Daniel R. Tobias dan at tobias.name
Sun Jan 21 15:54:13 UTC 2007


On 21 Jan 2007 at 07:42, Marc Riddell <michaeldavid86 at comcast.net> 
wrote:

> This is my very first experience with a Mailing List of any kind. Please
> bear with me. Are you saying that, when replying, I should delete all other
> material on the original message except the exact statement(s) I am replying
> to?

Normal netiquette (though subject to some degree of debate, as with 
just about anything on the Internet) is to trim down the quoted 
material to the relevant portions and reply beneath them.  Exactly 
what is "relevant" may be up for discussion; certainly, the exact 
statements you're replying to are relevant, and perhaps a little bit 
more that's related to them (lest you be accused of taking quotes out 
of context), but certainly such things as message headers and 
footers, and entire paragraphs that have nothing to do with anything 
you're replying to, are irrelevancies that should be snipped.

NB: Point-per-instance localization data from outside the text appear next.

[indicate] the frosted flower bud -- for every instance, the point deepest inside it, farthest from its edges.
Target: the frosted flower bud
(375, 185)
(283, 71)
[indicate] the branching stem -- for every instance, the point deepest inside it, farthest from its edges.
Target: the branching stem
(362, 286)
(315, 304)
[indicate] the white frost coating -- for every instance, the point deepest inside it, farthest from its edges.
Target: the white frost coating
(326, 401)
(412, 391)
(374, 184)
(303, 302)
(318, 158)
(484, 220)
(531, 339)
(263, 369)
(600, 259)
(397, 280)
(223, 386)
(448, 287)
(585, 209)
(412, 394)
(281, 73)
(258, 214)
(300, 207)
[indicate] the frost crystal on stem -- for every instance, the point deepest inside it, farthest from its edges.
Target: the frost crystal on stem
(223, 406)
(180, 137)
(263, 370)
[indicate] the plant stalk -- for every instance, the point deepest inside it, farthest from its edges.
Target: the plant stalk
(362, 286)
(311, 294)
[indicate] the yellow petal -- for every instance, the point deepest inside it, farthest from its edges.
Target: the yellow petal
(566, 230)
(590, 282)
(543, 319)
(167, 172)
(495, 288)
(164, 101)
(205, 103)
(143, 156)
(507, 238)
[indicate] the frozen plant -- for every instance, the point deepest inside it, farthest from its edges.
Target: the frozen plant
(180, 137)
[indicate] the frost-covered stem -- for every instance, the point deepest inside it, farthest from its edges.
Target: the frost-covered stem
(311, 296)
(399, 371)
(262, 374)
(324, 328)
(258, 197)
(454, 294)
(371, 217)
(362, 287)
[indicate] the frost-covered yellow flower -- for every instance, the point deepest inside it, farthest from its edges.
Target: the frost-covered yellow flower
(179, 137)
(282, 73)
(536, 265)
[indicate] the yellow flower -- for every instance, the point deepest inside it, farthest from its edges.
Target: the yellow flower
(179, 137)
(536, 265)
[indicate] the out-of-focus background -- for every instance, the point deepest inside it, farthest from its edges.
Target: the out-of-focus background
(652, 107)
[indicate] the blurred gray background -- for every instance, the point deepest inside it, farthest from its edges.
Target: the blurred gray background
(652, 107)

Here, mailing list reply style differs from the style often enforced 
in corporate communications, where they insist on preserving the 
entire thread history (somewhat wastefully) in order that the 
participants can follow the CYA (cover your ass) principle by showing 
that they received all parts of the previous messages (even while 
often showing, in their replies, that they failed to have any decent 
degree of reading comprehension as to actually understanding any of 
it).

More info:
http://mailformat.dan.info/quoting/

As for your other problem, with character sets, your mail program is 
apparently putting in such things as "curly" quotes and apostrophes 
in the proprietary Macintosh character encoding, which has these 
characters in different positions from the proprietary Windows 
character encoding that many of the readers support; however, your 
messages are also going out without any header indicating what 
character encoding they are in, which means that standards-compliant 
readers should render them as US-ASCII, a 7-bit character encoding 
containing only 128 different characters (including control 
characters) which does not include any of the "extended" characters 
of either the Mac or Windows proprietary encodings, or of more 
standardized encodings such as ISO-8859-1 or UTF-8.  What it means is 
that you're better off sticking to plain-ASCII straight quotes and 
apostrophes unless you can get your program to send the more exotic 
characters in a standards-compliant, platform-independent way.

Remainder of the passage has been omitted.